No. 57 – Beaumont Renegades
- Position: Defensive end
- Roster status: Active

Personal information
- Born: November 5, 1990 (age 35) Piscataway, New Jersey, U.S.
- Listed height: 6 ft 5 in (1.96 m)
- Listed weight: 244 lb (111 kg)

Career information
- High school: Piscataway Township (NJ)
- College: Akron
- NFL draft: 2013: undrafted

Career history
- Jacksonville Jaguars (2013)*; Winnipeg Blue Bombers (2013); Colorado Crush (2016); Spokane Empire (2017); Massachusetts Pirates (2018–2021); Frisco Fighters (2022–2023); Beaumont Renegades (2025-present);
- * Offseason and/or practice squad member only

Awards and highlights
- First Team All-IFL (2017); 1st-Team All-NAL (2018,2019);

Career CFL statistics
- Total tackles: 2
- Stats at CFL.ca (archived)

= J. D. Griggs =

American gridiron football player (born 1990)

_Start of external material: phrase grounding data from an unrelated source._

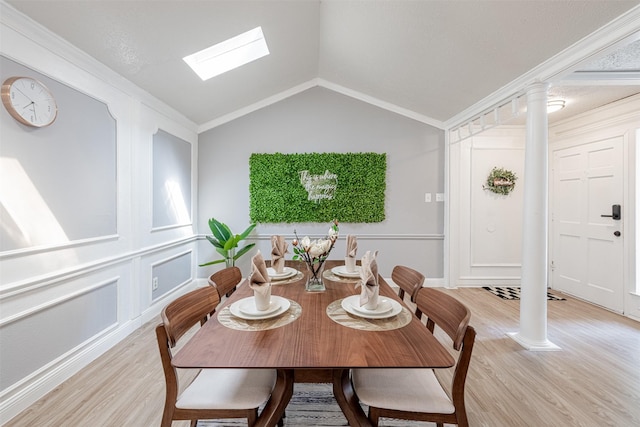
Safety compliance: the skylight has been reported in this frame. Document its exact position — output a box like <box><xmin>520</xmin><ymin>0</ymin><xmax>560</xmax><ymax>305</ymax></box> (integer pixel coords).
<box><xmin>182</xmin><ymin>27</ymin><xmax>269</xmax><ymax>80</ymax></box>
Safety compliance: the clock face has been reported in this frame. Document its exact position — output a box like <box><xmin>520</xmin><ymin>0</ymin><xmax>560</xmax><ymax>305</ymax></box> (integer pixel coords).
<box><xmin>2</xmin><ymin>77</ymin><xmax>58</xmax><ymax>127</ymax></box>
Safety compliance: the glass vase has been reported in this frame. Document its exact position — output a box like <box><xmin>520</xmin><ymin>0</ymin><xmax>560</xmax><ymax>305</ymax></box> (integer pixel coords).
<box><xmin>304</xmin><ymin>262</ymin><xmax>327</xmax><ymax>292</ymax></box>
<box><xmin>224</xmin><ymin>248</ymin><xmax>236</xmax><ymax>268</ymax></box>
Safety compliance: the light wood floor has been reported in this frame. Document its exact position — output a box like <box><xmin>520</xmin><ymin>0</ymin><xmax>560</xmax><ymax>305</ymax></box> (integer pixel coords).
<box><xmin>5</xmin><ymin>288</ymin><xmax>640</xmax><ymax>427</ymax></box>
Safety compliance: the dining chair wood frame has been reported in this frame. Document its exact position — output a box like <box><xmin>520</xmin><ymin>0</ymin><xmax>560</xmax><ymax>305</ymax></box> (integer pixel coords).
<box><xmin>352</xmin><ymin>288</ymin><xmax>476</xmax><ymax>427</ymax></box>
<box><xmin>156</xmin><ymin>286</ymin><xmax>282</xmax><ymax>427</ymax></box>
<box><xmin>209</xmin><ymin>266</ymin><xmax>242</xmax><ymax>299</ymax></box>
<box><xmin>391</xmin><ymin>265</ymin><xmax>424</xmax><ymax>317</ymax></box>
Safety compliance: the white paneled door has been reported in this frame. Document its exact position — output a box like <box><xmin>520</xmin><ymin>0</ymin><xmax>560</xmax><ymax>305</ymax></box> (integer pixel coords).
<box><xmin>550</xmin><ymin>137</ymin><xmax>625</xmax><ymax>312</ymax></box>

John D. Griggs (born November 5, 1990) is an American football defensive end for the Beaumont Renegades of the National Arena League (NAL). He played college football for the University of Akron. He went undrafted during the 2013 NFL draft, and signed as an undrafted free agent with the Jacksonville Jaguars.

==Early life==
Griggs grew up in Piscataway, New Jersey, where he graduated in 2008 from Piscataway Township High School, having played for the basketball and football teams, receiving All-State honors in each sport.

==College career==

===Iowa===
Griggs enrolled in the University of Iowa, where he played for the Iowa Hawkeyes football team from 2008 to 2010.

===Nassau===
Griggs enrolled at Nassau Community College, where he played football in 2010.

===Akron===
Griggs enrolled in the University of Akron, where he played for the Akron Zips football team from 2011 to 2012.

==Professional career==

===Jacksonville Jaguars===
After going undrafted during the 2013 NFL draft, Griggs signed with the Jacksonville Jaguars as an undrafted free agent. He was released on August 25, 2013.

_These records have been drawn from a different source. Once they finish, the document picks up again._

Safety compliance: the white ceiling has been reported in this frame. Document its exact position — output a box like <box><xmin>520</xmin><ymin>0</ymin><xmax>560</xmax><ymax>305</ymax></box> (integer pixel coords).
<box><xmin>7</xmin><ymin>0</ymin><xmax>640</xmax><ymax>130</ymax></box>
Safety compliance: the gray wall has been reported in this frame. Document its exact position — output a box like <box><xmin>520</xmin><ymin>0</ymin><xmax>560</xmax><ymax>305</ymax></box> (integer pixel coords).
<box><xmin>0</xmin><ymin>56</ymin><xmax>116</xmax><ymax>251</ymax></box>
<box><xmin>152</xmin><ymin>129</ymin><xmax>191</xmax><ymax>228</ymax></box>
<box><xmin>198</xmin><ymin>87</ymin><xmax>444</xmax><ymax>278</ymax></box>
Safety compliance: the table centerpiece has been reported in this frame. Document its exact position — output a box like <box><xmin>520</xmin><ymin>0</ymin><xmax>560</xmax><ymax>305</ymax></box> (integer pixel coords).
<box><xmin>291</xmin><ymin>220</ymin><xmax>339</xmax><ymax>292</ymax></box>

===Winnipeg Blue Bombers===
Griggs signed with the Winnipeg Blue Bombers of the Canadian Football League in 2013.

===Colorado Crush===
Griggs played in 9 games with the Colorado Crush during the 2016 season.

===Spokane Empire===
On February 9, 2017, Griggs signed with the Spokane Empire. Griggs was named First-team All-Indoor Football League in 2017. Led the IFL in sacks and tackles for loss in 2017.

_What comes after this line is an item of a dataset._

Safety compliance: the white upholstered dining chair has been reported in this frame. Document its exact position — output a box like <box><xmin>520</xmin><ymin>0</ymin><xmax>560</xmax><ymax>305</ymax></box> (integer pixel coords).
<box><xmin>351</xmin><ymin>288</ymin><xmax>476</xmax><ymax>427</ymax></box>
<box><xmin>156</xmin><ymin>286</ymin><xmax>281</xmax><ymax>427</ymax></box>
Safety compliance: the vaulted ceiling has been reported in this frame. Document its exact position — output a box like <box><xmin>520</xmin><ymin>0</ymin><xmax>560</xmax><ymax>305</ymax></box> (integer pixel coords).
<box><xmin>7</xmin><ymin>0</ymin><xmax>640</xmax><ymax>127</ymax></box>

===Massachusetts Pirates===
Griggs signed with the Massachusetts Pirates of the National Arena League for the 2018 season where he was named 1st-Team All-NAL while recording 8.5 sacks and 1 forced fumble. During the 2019 season, Griggs recorded 9.5 sacks while being named 1st-Team All-NAL for the second consecutive year. The 2020 season was canceled due to COVID-19 and Griggs resigned with the Massachusetts Pirates for the 2021 season. He appeared in 15 games while recording 2.5 sacks, 2 TDs, 9 pass breakups, 14 tackles for loss, 4 block kicks. He was a key factor in winning the 2021 Indoor Football League United Bowl.

===Frisco Fighters===
On December 16, 2021, Griggs signed with the Frisco Fighters of the Indoor Football League (IFL). On October 24, 2022, Griggs was released by the Fighters. On January 13, 2023, Griggs re-signed with the Fighters for the 2023 season.